Deriso, offeso, picchiato, bullizzato e perfino abusato sessualmente.
L’orrore si è consumato nel carcere della Dogaia di Prato dove a farne le spese è stato un detenuto, un giovane italiano in carcere per furto, che è stato preso di mira dai suoi compagni di cella, altri due italiani. Gli episodi, che sono durati in tutto una settimana, risalgono a qualche mese fa e si sono interrotti quando il giovane pratese, assistito da Olivia Nati, è uscito dal carcere e ha denunciato l’incubo vissuto in quei terribili sette giorni.
La procura ha aperto subito un fascicolo contestando il nuovo reato di tortura oltre alla violenza sessuale di gruppo. Sul registro degli indagati sono finiti i due detenuti che adesso sono stati trasferiti in un altro carcere per precauzione. La scorsa settimana si è tenuto l’incidente probatorio della vittima per ricostruire quelle ore passate in cella durante le quali l’uomo è diventato il bersaglio delle prevaricazioni dei suoi due aguzzini.
L’incidente probatorio è stato chiesto dal pm Valentina Cosci per cristallizzare il racconto del giovane, un tossicodipendente che era finito in carcere per un furto commesso ai danni di un familiare. In realtà, l’uomo è stato solo una settimana in cella in quanto un’aggravante che ha pesato sulla condanna a un anno e quattro mesi per furto ha fatto sì che prima di poter usufruire della pena sostituiva (l’affidamento in prova) l’uomo sia stato costretto a entrare per una settimana alla Dogaia.

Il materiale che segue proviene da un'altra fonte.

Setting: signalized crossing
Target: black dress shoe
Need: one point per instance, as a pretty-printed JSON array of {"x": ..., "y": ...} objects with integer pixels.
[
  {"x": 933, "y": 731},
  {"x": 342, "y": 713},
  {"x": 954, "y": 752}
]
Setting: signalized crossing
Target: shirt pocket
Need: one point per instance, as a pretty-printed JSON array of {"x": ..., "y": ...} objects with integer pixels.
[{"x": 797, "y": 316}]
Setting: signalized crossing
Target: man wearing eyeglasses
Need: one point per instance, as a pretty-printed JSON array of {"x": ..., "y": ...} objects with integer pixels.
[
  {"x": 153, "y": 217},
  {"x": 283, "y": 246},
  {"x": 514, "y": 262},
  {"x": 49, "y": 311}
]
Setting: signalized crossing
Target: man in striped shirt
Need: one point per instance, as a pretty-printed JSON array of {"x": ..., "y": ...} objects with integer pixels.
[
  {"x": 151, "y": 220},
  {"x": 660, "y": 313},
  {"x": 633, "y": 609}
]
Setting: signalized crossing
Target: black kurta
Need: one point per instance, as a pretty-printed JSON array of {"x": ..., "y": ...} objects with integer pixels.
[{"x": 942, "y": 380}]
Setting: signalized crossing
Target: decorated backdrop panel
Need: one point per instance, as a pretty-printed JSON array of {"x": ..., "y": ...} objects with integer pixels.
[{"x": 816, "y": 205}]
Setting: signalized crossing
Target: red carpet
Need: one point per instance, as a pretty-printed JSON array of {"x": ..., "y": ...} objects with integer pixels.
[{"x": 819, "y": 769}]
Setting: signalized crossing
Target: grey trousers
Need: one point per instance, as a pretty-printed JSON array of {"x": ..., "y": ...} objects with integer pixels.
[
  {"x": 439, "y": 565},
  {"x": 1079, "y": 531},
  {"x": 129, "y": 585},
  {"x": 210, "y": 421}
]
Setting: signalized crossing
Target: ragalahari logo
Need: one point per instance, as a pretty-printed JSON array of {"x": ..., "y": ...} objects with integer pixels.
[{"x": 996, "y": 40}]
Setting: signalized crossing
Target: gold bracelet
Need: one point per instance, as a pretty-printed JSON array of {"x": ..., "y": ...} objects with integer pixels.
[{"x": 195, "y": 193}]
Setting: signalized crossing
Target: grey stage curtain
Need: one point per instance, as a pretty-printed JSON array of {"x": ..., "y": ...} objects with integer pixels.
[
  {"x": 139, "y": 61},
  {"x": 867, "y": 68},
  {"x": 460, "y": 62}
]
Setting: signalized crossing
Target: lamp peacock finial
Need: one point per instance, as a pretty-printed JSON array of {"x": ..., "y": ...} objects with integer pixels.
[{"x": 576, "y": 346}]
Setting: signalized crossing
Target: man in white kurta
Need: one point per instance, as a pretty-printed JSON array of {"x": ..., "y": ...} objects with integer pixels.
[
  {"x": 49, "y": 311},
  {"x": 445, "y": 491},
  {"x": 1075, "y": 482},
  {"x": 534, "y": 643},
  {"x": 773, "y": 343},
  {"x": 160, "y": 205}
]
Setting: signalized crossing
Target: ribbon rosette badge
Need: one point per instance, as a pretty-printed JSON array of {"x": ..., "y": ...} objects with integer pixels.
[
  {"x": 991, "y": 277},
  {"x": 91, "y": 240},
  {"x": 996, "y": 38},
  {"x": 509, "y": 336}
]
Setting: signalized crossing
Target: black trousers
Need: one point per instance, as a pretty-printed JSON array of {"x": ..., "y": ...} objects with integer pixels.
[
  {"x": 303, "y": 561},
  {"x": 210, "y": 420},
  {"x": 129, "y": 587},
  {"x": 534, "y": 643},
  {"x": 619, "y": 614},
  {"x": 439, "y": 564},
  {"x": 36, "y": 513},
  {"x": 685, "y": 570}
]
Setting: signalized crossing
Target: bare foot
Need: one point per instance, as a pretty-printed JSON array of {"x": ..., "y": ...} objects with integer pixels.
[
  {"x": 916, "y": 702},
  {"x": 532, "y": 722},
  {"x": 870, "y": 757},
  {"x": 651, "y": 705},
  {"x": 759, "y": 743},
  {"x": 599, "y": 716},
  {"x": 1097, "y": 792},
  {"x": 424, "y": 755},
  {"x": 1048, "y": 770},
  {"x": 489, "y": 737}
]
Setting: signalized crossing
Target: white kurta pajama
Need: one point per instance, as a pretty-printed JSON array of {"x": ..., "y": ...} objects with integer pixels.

Sette giorni che gli sono stati fatali. Secondo quanto riferito dal detenuto, i due compagni di cella lo avrebbero prima preso a male parole e in diverse occasioni lo avrebbero anche picchiato in modo feroce. Secondo quanto riferito, c’è stato un episodio molto violento nel quale i due hanno messo sulla testa della vittima una pentola bollente. E poi sono cominciate le violenze sessuali dei due contro l’uomo. Il tutto è stato accompagnato da minacce e offese, parolacce tanto da infondere nell’uomo un senso di paura e soggezione nei confronti dei sue aguzzini. Nessuno si è accorto di nulla e la vittima non ha avuto il coraggio di denunciare quello che accadeva dentro quella cella della Dogaia.